There were absolutely intermediate representations by 1968. For example, see:
The Design of the Gier ALGOL Compiler by Peter Naur (1963)
ALGOL 60 Implementation by B. Randell and L. J. Russell (1964)
I'm pretty sure there are older examples, but I don't have access to my library right now so I am limited to my memory and the pale shadow of truth that can be found online.
Personally, I never really liked the whole concept of "where we are in the program" that he builds up in this paper. I think his discussion of how to reason clearly about the different structured statement types in Notes on Structured Programming
(
https://www.cs.utexas.edu/users/EWD/ewd02xx/EWD249.PDF) is both easier to understand and far more useful from a practical perspective.
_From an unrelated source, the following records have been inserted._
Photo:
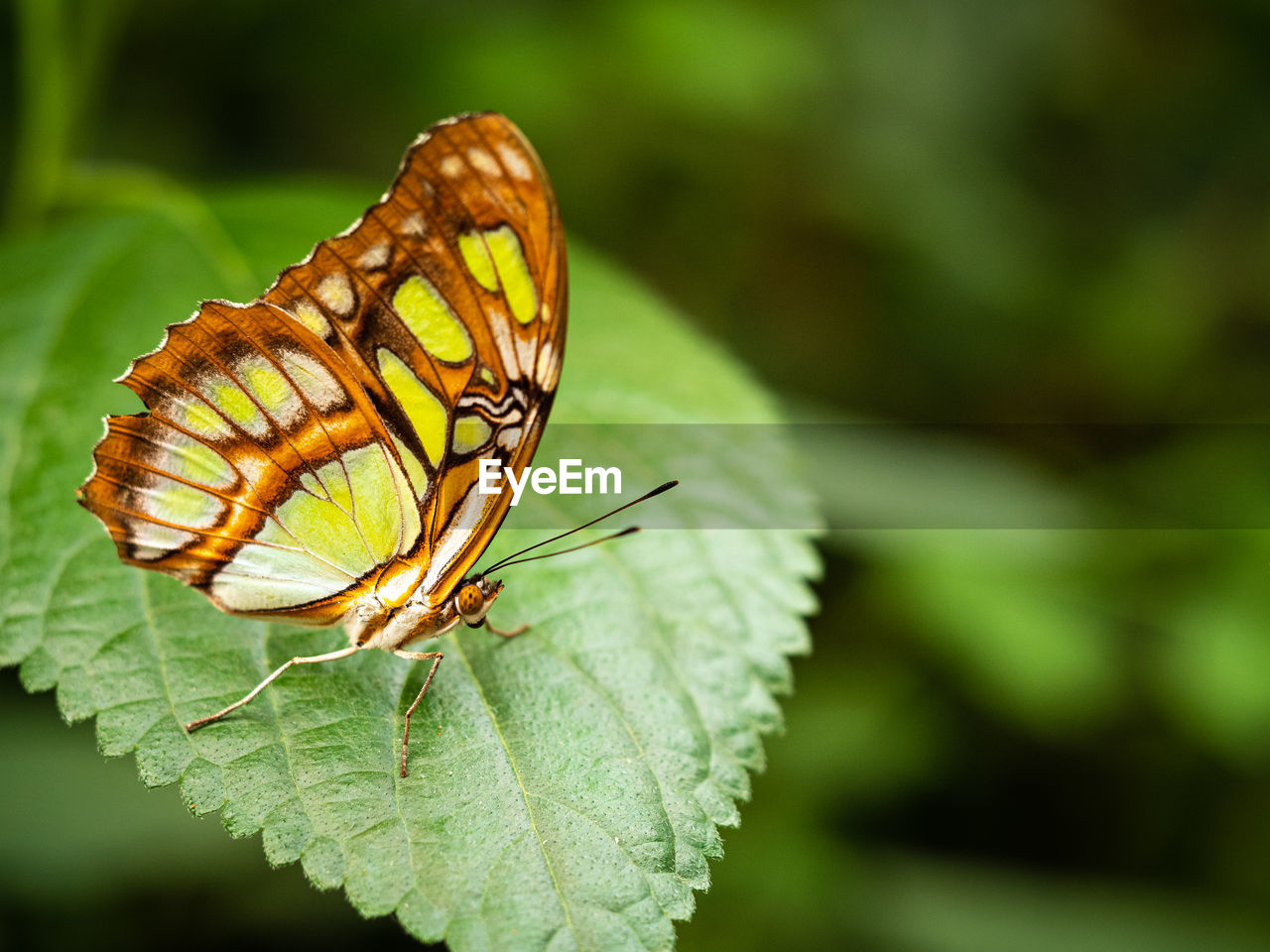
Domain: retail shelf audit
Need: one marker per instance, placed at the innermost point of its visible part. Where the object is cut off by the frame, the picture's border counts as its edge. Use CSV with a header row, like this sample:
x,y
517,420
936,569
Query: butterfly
x,y
314,456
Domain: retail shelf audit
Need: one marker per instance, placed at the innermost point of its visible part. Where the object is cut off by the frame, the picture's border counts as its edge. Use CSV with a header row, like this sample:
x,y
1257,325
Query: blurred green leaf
x,y
567,785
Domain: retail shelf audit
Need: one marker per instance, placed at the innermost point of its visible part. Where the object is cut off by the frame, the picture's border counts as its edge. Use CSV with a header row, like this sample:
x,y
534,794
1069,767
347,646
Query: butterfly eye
x,y
470,599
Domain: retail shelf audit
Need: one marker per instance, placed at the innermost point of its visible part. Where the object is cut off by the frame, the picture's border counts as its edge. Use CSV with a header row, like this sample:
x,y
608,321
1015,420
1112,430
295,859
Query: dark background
x,y
1051,735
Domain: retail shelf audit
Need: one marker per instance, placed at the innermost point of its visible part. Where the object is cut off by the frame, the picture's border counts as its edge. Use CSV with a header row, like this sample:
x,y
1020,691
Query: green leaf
x,y
567,785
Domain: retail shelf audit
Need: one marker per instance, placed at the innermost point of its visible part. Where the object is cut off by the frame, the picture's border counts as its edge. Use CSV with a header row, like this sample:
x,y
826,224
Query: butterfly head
x,y
474,598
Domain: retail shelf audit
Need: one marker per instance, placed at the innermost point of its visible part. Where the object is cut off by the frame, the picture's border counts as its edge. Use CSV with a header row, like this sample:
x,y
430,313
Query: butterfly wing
x,y
318,451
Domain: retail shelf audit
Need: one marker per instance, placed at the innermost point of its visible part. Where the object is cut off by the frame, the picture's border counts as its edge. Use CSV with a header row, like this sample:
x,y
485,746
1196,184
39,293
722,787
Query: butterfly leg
x,y
427,682
314,658
512,634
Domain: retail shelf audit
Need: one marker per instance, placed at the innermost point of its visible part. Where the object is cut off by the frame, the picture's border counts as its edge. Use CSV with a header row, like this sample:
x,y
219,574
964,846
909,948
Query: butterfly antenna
x,y
516,556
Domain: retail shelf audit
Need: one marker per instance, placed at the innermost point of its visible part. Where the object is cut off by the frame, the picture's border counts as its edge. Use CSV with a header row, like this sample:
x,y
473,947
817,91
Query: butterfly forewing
x,y
318,451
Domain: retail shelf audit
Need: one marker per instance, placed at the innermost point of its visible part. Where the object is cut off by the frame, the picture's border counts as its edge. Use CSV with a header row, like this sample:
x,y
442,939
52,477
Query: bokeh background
x,y
1038,712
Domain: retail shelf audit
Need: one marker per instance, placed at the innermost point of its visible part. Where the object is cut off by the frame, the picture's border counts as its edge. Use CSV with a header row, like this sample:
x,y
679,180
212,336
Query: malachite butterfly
x,y
314,454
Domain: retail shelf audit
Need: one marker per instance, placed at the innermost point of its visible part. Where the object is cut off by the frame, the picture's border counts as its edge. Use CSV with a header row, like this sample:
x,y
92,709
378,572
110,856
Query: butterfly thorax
x,y
376,622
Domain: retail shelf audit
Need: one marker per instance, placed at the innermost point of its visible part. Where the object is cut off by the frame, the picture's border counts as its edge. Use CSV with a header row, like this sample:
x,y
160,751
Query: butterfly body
x,y
314,454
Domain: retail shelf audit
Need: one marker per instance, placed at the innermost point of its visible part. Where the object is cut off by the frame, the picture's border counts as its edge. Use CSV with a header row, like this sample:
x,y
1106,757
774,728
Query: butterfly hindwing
x,y
317,452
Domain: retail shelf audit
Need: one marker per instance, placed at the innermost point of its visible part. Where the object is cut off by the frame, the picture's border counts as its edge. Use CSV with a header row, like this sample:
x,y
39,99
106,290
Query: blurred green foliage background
x,y
1046,737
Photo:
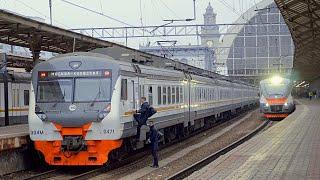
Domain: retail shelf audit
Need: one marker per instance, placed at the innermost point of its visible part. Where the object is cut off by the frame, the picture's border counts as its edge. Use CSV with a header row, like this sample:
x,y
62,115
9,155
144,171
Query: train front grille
x,y
276,108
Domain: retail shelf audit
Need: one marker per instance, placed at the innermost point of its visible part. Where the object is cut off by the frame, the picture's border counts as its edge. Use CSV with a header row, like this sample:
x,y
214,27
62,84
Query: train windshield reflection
x,y
58,90
92,89
274,90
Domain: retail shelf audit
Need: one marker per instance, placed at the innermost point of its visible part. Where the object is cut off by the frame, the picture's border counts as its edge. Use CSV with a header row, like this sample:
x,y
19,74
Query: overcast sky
x,y
152,12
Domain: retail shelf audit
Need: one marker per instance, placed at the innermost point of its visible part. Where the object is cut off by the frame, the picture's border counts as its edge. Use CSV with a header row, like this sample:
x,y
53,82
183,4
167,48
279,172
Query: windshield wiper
x,y
95,99
64,95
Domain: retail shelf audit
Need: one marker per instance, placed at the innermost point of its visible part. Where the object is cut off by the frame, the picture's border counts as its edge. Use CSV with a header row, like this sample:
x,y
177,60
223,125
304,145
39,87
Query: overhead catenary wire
x,y
96,12
165,5
40,13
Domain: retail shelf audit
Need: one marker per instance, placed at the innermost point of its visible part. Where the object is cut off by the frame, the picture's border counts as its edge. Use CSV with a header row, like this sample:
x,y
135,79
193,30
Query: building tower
x,y
210,33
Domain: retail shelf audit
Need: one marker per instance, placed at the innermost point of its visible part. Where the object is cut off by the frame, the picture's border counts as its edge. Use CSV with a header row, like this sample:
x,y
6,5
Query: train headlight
x,y
42,116
104,113
101,115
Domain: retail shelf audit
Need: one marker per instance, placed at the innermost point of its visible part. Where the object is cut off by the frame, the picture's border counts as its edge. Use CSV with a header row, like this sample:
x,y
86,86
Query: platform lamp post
x,y
4,72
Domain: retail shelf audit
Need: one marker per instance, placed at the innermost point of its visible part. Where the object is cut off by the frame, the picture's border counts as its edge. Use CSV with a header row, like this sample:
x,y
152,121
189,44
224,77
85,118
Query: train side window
x,y
159,95
150,95
124,89
13,92
26,97
173,95
164,95
181,95
169,95
177,97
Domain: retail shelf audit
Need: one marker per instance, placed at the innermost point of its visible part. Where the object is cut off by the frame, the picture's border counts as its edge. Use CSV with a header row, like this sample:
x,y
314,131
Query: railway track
x,y
202,163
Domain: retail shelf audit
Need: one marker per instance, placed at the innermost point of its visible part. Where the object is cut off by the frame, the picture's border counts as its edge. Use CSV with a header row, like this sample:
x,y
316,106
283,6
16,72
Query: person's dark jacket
x,y
144,112
154,138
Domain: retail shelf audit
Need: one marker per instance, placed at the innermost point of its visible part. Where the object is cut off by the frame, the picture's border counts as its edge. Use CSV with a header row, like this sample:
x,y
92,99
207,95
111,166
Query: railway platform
x,y
14,136
288,150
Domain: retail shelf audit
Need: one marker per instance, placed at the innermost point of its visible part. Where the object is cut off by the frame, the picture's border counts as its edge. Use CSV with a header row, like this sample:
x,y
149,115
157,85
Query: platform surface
x,y
14,136
288,150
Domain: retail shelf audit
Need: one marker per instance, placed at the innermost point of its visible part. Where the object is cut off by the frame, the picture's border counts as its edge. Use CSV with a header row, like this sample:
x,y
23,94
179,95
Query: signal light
x,y
107,73
43,74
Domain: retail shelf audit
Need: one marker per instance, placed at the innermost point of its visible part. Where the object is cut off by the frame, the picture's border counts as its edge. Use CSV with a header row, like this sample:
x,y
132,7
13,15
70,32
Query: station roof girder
x,y
22,31
303,20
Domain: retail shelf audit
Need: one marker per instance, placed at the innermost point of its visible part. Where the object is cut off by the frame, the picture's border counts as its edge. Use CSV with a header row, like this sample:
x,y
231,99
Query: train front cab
x,y
68,128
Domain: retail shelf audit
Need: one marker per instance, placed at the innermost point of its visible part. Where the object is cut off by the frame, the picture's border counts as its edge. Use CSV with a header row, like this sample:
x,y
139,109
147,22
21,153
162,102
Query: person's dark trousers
x,y
155,157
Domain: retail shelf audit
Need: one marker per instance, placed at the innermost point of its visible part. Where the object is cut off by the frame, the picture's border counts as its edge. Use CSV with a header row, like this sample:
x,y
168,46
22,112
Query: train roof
x,y
126,60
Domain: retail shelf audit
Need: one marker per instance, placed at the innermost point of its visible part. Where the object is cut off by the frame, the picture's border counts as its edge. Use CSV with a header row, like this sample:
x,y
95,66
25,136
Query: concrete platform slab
x,y
288,150
13,136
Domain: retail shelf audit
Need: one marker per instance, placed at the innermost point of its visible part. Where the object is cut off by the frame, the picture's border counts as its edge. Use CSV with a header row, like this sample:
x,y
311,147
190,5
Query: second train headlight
x,y
102,114
42,116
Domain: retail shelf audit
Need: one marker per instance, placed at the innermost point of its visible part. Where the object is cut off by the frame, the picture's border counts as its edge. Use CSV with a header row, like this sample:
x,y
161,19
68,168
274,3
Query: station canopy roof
x,y
22,31
303,20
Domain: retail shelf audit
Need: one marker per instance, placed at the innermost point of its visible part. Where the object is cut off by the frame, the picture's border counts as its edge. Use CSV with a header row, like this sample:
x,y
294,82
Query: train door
x,y
15,110
10,99
1,105
24,101
133,84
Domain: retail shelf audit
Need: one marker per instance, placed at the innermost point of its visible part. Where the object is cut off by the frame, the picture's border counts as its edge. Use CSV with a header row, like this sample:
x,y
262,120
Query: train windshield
x,y
275,90
92,89
58,90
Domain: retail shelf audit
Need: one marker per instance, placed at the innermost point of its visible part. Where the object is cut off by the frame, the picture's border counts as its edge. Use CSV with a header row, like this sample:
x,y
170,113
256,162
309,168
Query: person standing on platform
x,y
154,140
310,95
141,115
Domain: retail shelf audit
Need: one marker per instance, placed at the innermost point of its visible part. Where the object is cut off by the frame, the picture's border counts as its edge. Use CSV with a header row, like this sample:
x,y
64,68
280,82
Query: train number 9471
x,y
108,131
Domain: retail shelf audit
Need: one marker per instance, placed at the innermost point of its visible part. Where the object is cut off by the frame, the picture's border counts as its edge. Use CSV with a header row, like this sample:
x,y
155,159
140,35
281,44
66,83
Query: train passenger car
x,y
18,98
82,105
275,97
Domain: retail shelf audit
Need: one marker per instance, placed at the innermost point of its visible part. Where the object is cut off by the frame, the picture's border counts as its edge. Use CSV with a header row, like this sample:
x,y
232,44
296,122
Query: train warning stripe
x,y
16,109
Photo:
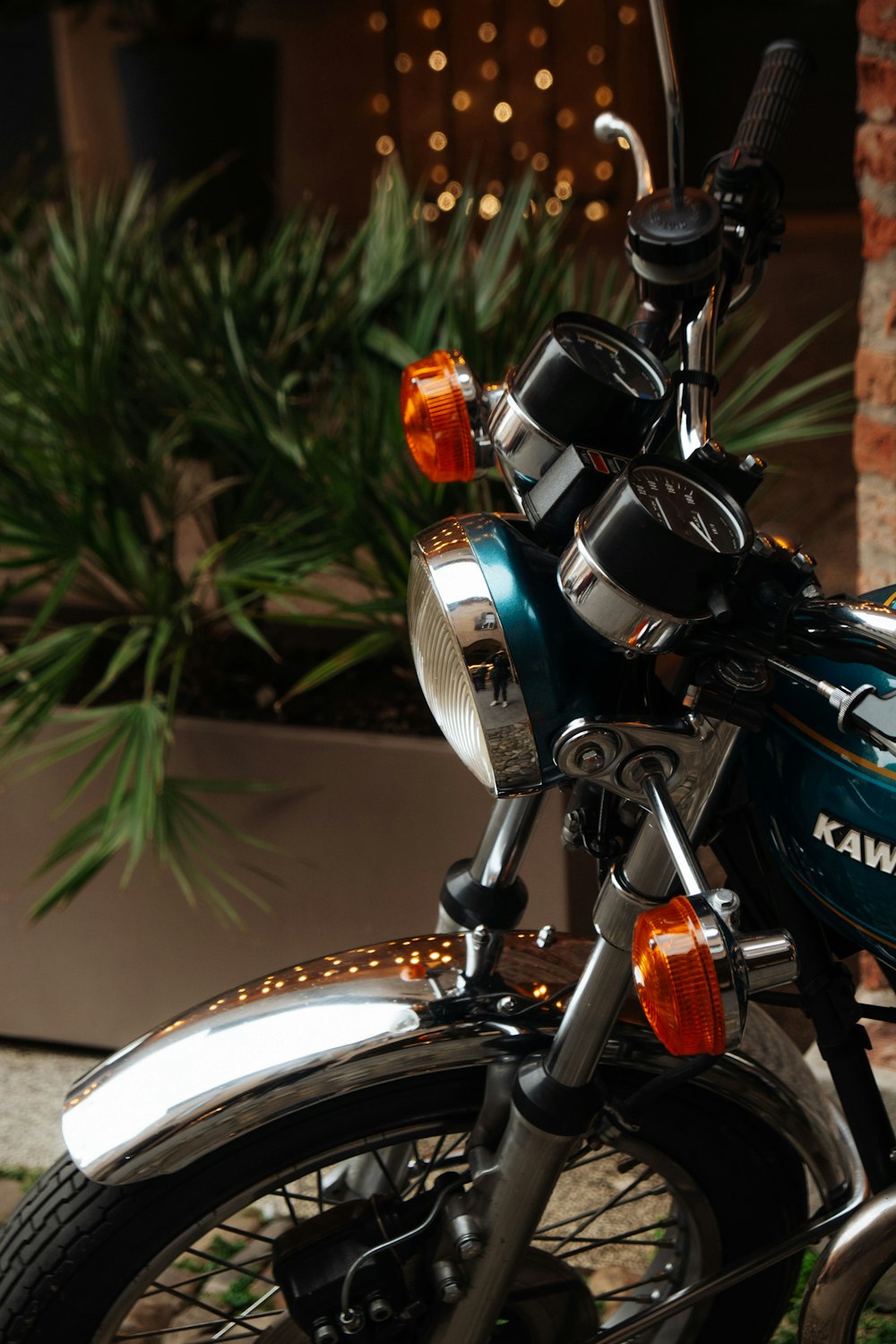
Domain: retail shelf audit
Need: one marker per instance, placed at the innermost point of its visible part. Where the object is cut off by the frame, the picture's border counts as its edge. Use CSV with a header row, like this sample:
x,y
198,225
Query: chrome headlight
x,y
485,618
463,663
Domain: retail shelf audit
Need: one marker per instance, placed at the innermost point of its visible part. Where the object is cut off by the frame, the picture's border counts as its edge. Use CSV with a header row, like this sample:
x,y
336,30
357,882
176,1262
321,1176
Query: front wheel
x,y
187,1258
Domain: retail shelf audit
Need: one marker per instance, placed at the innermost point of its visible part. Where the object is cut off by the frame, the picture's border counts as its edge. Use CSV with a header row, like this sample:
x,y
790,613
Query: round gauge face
x,y
603,357
689,510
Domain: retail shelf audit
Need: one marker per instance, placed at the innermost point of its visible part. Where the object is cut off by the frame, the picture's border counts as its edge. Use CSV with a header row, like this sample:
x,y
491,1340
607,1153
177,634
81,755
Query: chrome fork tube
x,y
505,840
530,1159
501,849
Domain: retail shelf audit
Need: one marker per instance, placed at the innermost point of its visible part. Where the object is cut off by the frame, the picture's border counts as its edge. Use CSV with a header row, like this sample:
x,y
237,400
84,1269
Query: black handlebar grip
x,y
783,70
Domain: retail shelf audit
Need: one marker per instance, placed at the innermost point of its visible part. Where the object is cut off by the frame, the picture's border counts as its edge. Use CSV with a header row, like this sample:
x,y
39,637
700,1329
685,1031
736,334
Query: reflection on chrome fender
x,y
276,1046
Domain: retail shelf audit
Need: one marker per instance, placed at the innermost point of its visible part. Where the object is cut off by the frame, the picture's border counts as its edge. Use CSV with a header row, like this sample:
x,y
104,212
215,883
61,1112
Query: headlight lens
x,y
444,676
463,660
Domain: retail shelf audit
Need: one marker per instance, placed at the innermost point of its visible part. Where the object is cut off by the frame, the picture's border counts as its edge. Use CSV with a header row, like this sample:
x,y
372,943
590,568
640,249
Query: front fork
x,y
552,1099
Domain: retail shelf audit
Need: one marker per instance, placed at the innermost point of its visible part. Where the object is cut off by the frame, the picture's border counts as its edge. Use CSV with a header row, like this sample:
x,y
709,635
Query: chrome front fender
x,y
273,1047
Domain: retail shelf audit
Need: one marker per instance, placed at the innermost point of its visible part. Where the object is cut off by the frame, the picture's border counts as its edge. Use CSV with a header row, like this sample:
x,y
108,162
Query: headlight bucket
x,y
503,661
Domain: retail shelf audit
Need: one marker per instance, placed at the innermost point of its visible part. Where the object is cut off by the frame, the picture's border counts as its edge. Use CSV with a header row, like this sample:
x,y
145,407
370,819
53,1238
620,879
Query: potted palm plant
x,y
201,460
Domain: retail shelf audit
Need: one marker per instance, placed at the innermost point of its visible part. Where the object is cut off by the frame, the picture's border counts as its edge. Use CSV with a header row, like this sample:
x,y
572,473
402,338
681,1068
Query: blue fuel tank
x,y
828,800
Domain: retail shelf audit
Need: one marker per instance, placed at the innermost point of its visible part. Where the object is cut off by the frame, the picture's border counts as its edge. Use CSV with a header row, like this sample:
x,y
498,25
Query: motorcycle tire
x,y
86,1263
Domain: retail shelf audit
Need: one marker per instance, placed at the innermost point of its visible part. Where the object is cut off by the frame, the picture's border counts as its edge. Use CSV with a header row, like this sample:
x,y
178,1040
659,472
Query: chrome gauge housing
x,y
501,660
584,382
654,554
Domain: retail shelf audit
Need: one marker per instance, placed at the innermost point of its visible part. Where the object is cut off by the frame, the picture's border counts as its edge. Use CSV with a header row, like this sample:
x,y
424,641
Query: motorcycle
x,y
495,1133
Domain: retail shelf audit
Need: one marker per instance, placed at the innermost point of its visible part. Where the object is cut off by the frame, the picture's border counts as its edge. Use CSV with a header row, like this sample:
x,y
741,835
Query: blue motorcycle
x,y
490,1133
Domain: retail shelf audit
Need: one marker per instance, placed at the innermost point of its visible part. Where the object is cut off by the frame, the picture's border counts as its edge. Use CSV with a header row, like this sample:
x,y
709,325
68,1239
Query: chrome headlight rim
x,y
445,559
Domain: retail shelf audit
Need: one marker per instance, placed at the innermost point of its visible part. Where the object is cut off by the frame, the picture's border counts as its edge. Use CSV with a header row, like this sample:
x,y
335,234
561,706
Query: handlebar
x,y
856,623
769,112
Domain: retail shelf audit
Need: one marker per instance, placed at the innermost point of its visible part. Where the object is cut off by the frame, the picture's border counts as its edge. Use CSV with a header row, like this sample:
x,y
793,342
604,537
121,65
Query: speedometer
x,y
688,508
654,554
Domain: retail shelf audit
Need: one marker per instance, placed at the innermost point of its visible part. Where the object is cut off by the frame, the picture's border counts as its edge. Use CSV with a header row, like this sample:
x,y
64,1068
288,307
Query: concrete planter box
x,y
368,825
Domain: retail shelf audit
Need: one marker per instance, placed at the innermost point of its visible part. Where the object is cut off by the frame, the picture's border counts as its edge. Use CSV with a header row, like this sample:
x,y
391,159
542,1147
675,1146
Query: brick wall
x,y
874,432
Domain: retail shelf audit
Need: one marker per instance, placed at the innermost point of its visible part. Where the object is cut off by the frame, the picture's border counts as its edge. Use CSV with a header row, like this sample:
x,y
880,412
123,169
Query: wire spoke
x,y
158,1289
158,1331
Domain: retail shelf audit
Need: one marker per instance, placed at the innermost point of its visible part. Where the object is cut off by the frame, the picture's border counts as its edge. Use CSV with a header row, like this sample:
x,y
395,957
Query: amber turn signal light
x,y
437,425
676,980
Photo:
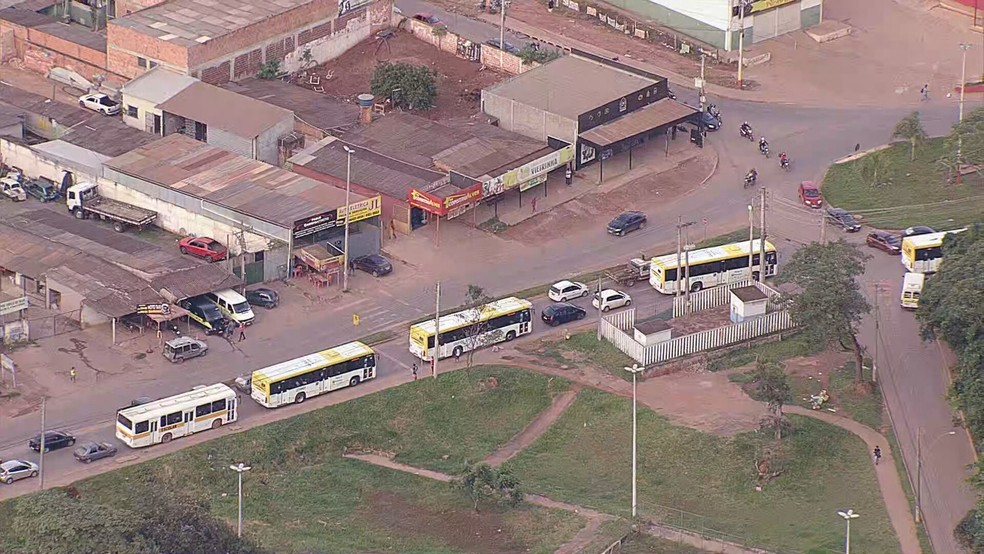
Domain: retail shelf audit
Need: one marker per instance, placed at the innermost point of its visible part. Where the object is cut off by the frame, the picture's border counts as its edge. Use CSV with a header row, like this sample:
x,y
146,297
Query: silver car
x,y
15,470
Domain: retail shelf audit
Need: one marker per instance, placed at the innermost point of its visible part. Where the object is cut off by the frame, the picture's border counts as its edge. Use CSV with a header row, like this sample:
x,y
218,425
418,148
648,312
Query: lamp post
x,y
848,516
348,192
240,468
634,370
919,468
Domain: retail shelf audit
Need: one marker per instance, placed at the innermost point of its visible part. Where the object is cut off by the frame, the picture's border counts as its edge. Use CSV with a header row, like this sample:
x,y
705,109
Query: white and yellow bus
x,y
203,407
924,253
294,381
502,320
710,267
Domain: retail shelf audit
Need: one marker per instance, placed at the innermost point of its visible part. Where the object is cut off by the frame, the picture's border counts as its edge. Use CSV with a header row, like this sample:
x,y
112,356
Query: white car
x,y
610,298
567,290
100,103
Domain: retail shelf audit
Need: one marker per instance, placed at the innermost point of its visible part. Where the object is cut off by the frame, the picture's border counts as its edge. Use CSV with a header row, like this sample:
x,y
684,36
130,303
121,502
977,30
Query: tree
x,y
406,85
478,334
829,304
772,386
483,482
910,129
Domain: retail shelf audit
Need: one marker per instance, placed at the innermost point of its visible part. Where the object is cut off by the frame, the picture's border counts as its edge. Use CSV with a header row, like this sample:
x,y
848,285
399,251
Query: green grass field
x,y
709,481
907,193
In Perl, goto will search the call stack for a matching label, like with exceptions. In Algol 60 and Pascal, since you are able to nest procedures within other procedures, you can use goto to jump to an error handler in a high level procedure regardless of how many intermediate procedure calls you are jumping out of.
Jimmy's argument against dependency injection, based on the fact that you don't know what code you are calling or what it will do, reminds me of the argument in Polymorphism considered harmful (
https://dl.acm.org/doi/pdf/10.1145/181628.181635), and to some extent is also an argument against late binding, closures, function pointers, execution tokens, and ultimately object-oriented programming and functional programming as paradigms. [Later note: Ha ha! Jimmy claims OO considered harmful later in the episode! I disagree, but I respect your consistency! 😂 Oh wait, you like functional programming? 🤔]
https://wiki.c2.com/?ClosuresAndObjectsAreEquivalent
For the advantages of hiding implementation details within modules, and not making everything public, I believe Parnas provided an excellent argument.
https://dl.acm.org/doi/10.1145/361598.361623
Your arguments against black boxes sound a lot like arguments against abstraction and even potentially code reuse in general. You might enjoy some of Charles Moore's early writings about Forth. One of his goals was to reduce the number of levels of abstraction and allow the programmer to work in a convenient environment while still having easy access to the lower level reality.
Unfortunately, I think many modern programmers do not grasp the level of chaos that used to exist in many Fortran and Basic programs, and so they don't really understand the type of madness that Dijkstra was trying to reduce in the world. They assume that any goto is terrible and confusing, while sometimes a single goto in the right place can eliminate several flags and pieces of convoluted loop logic, making a piece of code much easier to understand.
There are empirical studies showing that for certain types of problems, more students can write correct solutions if they are allowed to use break statements, which are a type of goto that Dijkstra did not approve of.
https://dl.acm.org/doi/10.1145/182.358436
http://doi.acm.org/10.1145/199691.199815
I don't think Hopkins made as good of an argument as Knuth, but his paper still deserves a place in the cannon.
http://doi.acm.org/10.1145/800194.805860
Furthermore, in the Knuth paper that I linked above, he actually gives an example that Dijkstra admitted was a good use of a goto.
My favorite quote about goto comes from the original wiki at
https://wiki.c2.com/?GoTo
"The apprentice uses it without thinking. The journeyman avoids it without thinking. The master uses it thoughtfully."